So I’m deep into my Pattie Boyd memoir, and here’s a fun fact about George Harrison that even your hippie sophomore year English teacher doesn’t know: When planning The Concert for Bangladesh, Harrison consulted with an Indian astrologer to figure out the most fortuitous day for a show. This didn’t initially surprise me since Harrison had a well-documented interest in Eastern mysticism. Like, India was his Beatles. But upon a double take, I learned that the Hindu take on astrology, Vedic astrology, is actually a slightly different spin on the zodiac wheel.
Vedic astrology also goes by the name “Jyotisha,” derived from the Sanskrit word “Jyoti,” which means light. Jyotisha, as such, is supposed to be a way to illuminate your life’s path by providing insight on the past and present while informing us about the person we’re supposed to be. Vedic astrology is a little more future-focused than the in-the-moment Western astrology, and knowing your Vedic astrology birth chart can give you a sort of “blueprint” of what choices you'll take in life.
“It does tend to highlight the energies that are at work in one's life and what is unfolding based on the static potential of the chart,” explains Vedic astrologer Tracy Atkinson. “However, we do also take into account the personality of the person, as that dictates how they will navigate life and how resilient the person is emotionally, physically, and spiritually.”
Another big distinction between Western and Eastern astrology is that the latter examines certain unions of planets.
“We also use yogas, which are planetary combinations in the chart that indicate wealth, strength, ability to manifest and give rise, an interest in learning and the arts, and so on.” Atkinson says. “For example, Venus, Mercury, and Jupiter in an angle, trine, or the second house is called a Saraswati yoga and indicates a person who will be well educated, possibly interested in the arts.”
But the biggest switch up is that Vedic astrology uses the Sidereal zodiac, which is shifted a few degrees off from the Western zodiac. How? Why?
When these concepts of astrology were established thousands of years ago, there was a global consensus of where the constellations, and therefore the signs, fell in the same spot. But the Earth is on a slightly skewed axis, and so that placement has side-stepped by an approximate 24 degrees over time. And, uh, 24 degrees is a pretty big discrepancy. Vedic astrology uses the fixed map and accounts for the differences mathematically, while the Western astrology is a moving zodiac. Tl;dr, the Earth’s axis shifted the astrological chart by almost a full sign, which is why Western astrology and Vedic astrology are different.
As such, the Vedic astrology signs and their Sanskrit names are...

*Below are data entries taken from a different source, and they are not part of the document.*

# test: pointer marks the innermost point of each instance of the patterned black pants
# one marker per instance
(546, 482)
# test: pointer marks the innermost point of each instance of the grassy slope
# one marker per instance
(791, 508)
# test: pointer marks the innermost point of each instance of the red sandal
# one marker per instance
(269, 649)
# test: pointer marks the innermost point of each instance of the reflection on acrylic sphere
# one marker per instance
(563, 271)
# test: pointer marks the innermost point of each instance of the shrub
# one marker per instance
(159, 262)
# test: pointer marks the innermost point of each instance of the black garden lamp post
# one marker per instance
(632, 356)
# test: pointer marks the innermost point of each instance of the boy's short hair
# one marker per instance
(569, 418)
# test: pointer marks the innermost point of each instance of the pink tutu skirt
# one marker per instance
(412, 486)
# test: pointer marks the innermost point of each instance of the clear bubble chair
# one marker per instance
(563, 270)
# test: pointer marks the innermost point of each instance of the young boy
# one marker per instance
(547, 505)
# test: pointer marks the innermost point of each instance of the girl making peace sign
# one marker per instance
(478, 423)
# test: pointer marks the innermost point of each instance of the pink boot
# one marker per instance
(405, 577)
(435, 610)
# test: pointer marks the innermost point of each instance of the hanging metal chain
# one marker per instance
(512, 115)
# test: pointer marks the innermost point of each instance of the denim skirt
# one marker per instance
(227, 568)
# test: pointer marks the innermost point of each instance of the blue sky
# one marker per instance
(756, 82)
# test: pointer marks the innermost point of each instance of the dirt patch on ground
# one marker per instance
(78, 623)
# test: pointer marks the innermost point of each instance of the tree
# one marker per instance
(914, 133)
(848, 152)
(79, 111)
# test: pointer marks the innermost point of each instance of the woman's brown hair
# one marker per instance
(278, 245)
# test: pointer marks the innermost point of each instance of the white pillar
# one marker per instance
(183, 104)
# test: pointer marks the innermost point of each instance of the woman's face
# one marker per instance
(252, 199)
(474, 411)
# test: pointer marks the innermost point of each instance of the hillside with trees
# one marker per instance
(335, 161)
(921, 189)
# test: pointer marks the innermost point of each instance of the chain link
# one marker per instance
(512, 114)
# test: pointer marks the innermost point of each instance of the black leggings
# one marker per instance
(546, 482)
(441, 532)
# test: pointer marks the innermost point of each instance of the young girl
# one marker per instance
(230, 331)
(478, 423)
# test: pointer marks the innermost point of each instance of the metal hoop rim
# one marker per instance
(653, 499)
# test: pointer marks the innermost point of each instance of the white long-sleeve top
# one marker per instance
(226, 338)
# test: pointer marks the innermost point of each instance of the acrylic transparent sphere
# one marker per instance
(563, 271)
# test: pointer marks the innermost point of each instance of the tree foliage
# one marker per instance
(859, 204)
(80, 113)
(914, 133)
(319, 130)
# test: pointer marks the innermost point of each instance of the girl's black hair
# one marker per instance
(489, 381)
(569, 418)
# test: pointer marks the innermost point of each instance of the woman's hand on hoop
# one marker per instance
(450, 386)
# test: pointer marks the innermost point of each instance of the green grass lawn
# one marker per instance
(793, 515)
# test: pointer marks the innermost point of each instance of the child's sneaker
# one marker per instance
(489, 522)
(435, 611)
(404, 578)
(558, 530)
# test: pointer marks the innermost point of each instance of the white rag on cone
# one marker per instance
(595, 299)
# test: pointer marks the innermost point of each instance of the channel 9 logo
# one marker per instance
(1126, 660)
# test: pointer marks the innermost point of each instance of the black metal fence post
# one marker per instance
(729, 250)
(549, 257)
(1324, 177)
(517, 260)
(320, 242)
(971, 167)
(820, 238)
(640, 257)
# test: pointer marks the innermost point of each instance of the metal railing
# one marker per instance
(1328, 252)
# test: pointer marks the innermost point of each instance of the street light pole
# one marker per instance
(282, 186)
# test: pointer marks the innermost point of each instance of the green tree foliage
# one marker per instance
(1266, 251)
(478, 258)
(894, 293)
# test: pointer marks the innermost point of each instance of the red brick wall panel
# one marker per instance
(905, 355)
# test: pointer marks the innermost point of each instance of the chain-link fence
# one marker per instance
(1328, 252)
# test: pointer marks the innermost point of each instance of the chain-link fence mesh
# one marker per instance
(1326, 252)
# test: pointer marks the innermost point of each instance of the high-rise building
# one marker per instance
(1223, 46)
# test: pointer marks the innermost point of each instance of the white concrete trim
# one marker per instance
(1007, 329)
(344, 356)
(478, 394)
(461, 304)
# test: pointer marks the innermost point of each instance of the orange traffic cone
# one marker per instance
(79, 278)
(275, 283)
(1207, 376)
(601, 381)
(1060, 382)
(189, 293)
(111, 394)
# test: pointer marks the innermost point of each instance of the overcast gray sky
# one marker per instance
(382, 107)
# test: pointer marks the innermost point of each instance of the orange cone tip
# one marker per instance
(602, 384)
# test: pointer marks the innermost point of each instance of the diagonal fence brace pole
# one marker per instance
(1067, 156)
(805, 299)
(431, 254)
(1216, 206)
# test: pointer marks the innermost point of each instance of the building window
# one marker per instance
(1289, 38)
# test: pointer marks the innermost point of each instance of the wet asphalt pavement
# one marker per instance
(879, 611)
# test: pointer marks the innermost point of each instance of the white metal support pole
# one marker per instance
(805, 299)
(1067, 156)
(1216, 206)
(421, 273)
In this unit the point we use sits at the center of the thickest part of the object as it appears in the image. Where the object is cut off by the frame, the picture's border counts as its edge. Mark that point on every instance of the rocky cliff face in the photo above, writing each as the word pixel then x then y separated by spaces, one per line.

Aries (Mesha): April 12 - May 13
Taurus (Vrishaba): May 13 - June 13
Gemini (Mithuna): June 13 - July 14
Cancer (Karkata): July 14 - August 15
Leo (Simha): August 15 - September 15
Virgo (Kanya): September 15 - October 15
Libra (Tula): October 15 - November 14
Scorpio (Vrishchika): November 14 - December 14
Sagittarius (Dhanus): December 14 - January 12
Capricorn (Makara): January 12 - February 11
Aquarius (Kumbha): February 11 - March 13
Pisces (Meena): March 13 - April 12
That might mean that I am [tilts head at screen] maybe not a Taurus? I’m not even a little bit of a Taurus, since my birthday lands me firmly in Aries Town, which I do not super love. But plugging in my birth coordinates in a calculator gives me an interesting read on myself; it says I favor "fancy aggressive romantic ideas" and seek a "fine blend of modernity and tradition" in relationships, which is dead accurate. As for fortune, the first 32 years of my life might be unremarkable, but I'm REALLY gonna hit my stride at 38. So, uh...
There are a lot of nuances and facets to Vedic astrology and like my feelings on Butterfingers and Taylor Swift: it's complicated. But it's definitely worth exploring if you feel like your horoscope doesn't know what it's talking about... or need to know the most prosperous day for your next big event.